Аккуратно разрезав скальпелем ветхие фальцы пришивных форзацев, он освободил закреплённые в крышках концы верёвок, на которых были сшиты тетради «Апофегмата», и вынул блок из переплёта.
Переплёт был поздний — примерно середина позапрошлого века, — полукожаный, с уголками; крытьё — зернистый коленкор под шагрень со слепым тиснением на первой сторонке. Телячья, должно быть изначально скверного качества, кожа корешка с четырьмя накладными бинтами обветшала, махрилась понизу и сыпалась на сгибах. К тому же Мафусаил успел-таки посадить на корешок блямбу своего бронебойного гуано. Заряд, впрочем, оказался холостой и дыры не прожёг.
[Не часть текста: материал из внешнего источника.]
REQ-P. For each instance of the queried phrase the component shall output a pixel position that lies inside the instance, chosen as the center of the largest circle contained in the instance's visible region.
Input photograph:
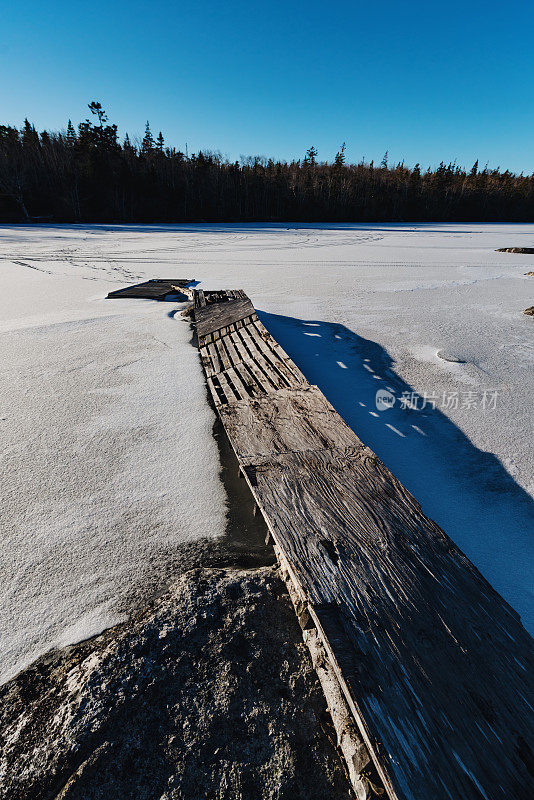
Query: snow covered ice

Коленкор выглядел относительно прилично, его можно было подлечить, а вот корешок и уголки следовало делать заново.
Решив начать с блока, Андрей сорвал замызганный каптал — всё равно его надо было плести заново, — сделал осторожные разрезы на шитье и отделил сначала первую, а потом и последнюю тетради, державшие пришивные форзацы. Заказ был не из самых мудрёных, но требовал кропотливости.
Перерыв закрома, Андрей только-только успел подобрать подходящую мраморную бумагу для новых форзацев, как в прихожей тренькнул звонок.
За дверью стоял молодой человек в костюме и в галстуке, похожий не то на свидетеля Иеговы, не то на жуликоватого брокера.
— Норушкин Андрей Алексеевич? — поинтересовался брокер.
— Самый он, — признался Андрей.
— Вам премия от асфальтовой корпорации «Тракт». — Брокер вытянул из органайзера запечатанный конверт и заполненный кассовый ордер.
— Вы кто?
— Курьер. Распишитесь, пожалуйста.
— Какая, на хер, премия? — нечаянно нагрубил Андрей. — За что?
— Не знаю. Николай Вениаминович выписал, а я доставил. В конверте деньги и копия приказа.
— Какой, на хер, Николай Вениаминович?
— Хозяин. Наш новый генеральный. Пересчитывать будете?
Крепко помня завет пращуров: дают — бери, бьют — беги, Норушкин, выхватив глазом цифру 500, расписался в расходном ордере и отпустил курьера. По пути распечатав конверт, он вернулся в гостиную, служившую сейчас мастерской, и высыпал содержимое на лист мраморной бумаги. В конверте было пять купюр зелёных американских денег, сотенного достоинства каждая, и сложенная ксерокопия приказа.